たとえば、家庭を持てば、当然ながらそのなかで選べないことが出てくるでしょう。自分の人生をある程度制限される形で、子どもを育てたり、やがては親の介護をする必要にも迫られたりするからです。
また、自分自身が年を取っていきます。身体の自由がきかなくなったり、食事もあまり食べられなくなったり、海外にも気軽に行けなくなったりします。人はいつまでも、「選ぶだけの側」にはいられないのです。
つまり、人生が長くなるとは、後半生における「自分自身がリスクとなる状況」に備えなければいけないということ。選ぶ側であった自分が「選ばれる側」になったとき、「あなたは介護が必要なのにお金もない」などと切り捨てられる側にまわらないためには、リスクになった自分のことを受け入れて、選んでもらえるような場所を確保しておかなければなりません。
選ぶ側としていつまでも対象を取っ替え引っ替えするような自己啓発的な自己投資ではなく、「選ばれる側」として、切り捨てられない存在になれるような自己投資をすることが必要なのです。
そこで、先に述べた、家庭や会社だけではないもうひとつの場所、けっして完全ではない自分を選んでくれる場所(サードプレイス)や関係性を作ることが重要になります。その時々の変化を乗り越えて生まれる「事実性」の感覚こそが、たしかなサードプレイスを形成する基盤となるというのが、僕のかねての主張です。
持てる力や資源を合わせる「協働」とは
では、そんなサードプレイスや関係性を築くためには、なにをすればいいのでしょうか。
ここで、僕が日頃から言っている「協働」が鍵になります。
協働とは、多様な人びとが自分にできることを持ち寄って、お互いに協力しながらある課題の解決を目指すことでした。つまり、類まれな能力を持つわけでもないふつうの人たちが、それぞれの違いを持ち寄ってコラボレーションしたときに生まれるものの可能性に賭けるということ。
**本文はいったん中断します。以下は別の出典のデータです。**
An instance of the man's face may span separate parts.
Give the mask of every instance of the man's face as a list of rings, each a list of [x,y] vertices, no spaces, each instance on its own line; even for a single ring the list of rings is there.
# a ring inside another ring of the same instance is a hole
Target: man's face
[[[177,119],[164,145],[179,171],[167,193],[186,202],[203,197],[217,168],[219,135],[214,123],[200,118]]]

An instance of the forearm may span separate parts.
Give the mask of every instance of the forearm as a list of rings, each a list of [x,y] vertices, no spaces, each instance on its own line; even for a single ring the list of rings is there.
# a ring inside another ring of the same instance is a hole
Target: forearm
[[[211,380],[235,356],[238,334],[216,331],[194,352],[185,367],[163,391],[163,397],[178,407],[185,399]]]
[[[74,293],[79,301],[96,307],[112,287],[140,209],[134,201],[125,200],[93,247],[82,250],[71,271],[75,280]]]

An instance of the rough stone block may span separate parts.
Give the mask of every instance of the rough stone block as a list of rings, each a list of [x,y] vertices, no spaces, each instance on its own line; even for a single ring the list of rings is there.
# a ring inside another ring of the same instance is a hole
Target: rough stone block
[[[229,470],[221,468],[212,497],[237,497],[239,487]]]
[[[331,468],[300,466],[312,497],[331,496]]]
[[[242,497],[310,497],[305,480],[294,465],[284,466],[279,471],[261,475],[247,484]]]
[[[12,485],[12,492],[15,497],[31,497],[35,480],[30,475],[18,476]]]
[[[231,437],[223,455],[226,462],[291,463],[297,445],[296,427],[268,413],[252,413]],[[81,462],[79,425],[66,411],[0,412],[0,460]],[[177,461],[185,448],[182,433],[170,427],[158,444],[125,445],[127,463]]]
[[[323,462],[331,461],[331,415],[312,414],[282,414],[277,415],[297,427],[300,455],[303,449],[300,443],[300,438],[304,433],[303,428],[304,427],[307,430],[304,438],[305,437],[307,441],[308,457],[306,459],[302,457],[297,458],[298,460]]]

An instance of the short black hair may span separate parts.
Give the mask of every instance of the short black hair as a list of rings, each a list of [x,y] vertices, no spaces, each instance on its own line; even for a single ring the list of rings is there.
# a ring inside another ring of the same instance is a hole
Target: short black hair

それは、「一緒にいるだけで心地良い」情緒的な関係とも、「最小限の労力で課題解決に役立つ人だけを集める」といった利害関係とも異なるあり方です。
ちなみに、協働概念の学術的なルーツは20世紀後半の組織論にあります。そこでは、上からの命令をただこなすだけの歯車のような集団ではなく、互いに自立した主体が対等な関係を維持しながら連携・協力するようなあり方が、これからの組織のあるべき姿と考えられてきました(※)。
※武田正則「参画型協働学習におけるファシリテーションに関する理論的背景」『教育情報研究』第27巻4号、17‐28頁
そして、人材が限られているいまの時代には、それぞれが持てる力や資源を持ち寄り、わけあって、みんなでサヴァイヴしていくというコンセプトがまさに最適ではないかと僕は考えています。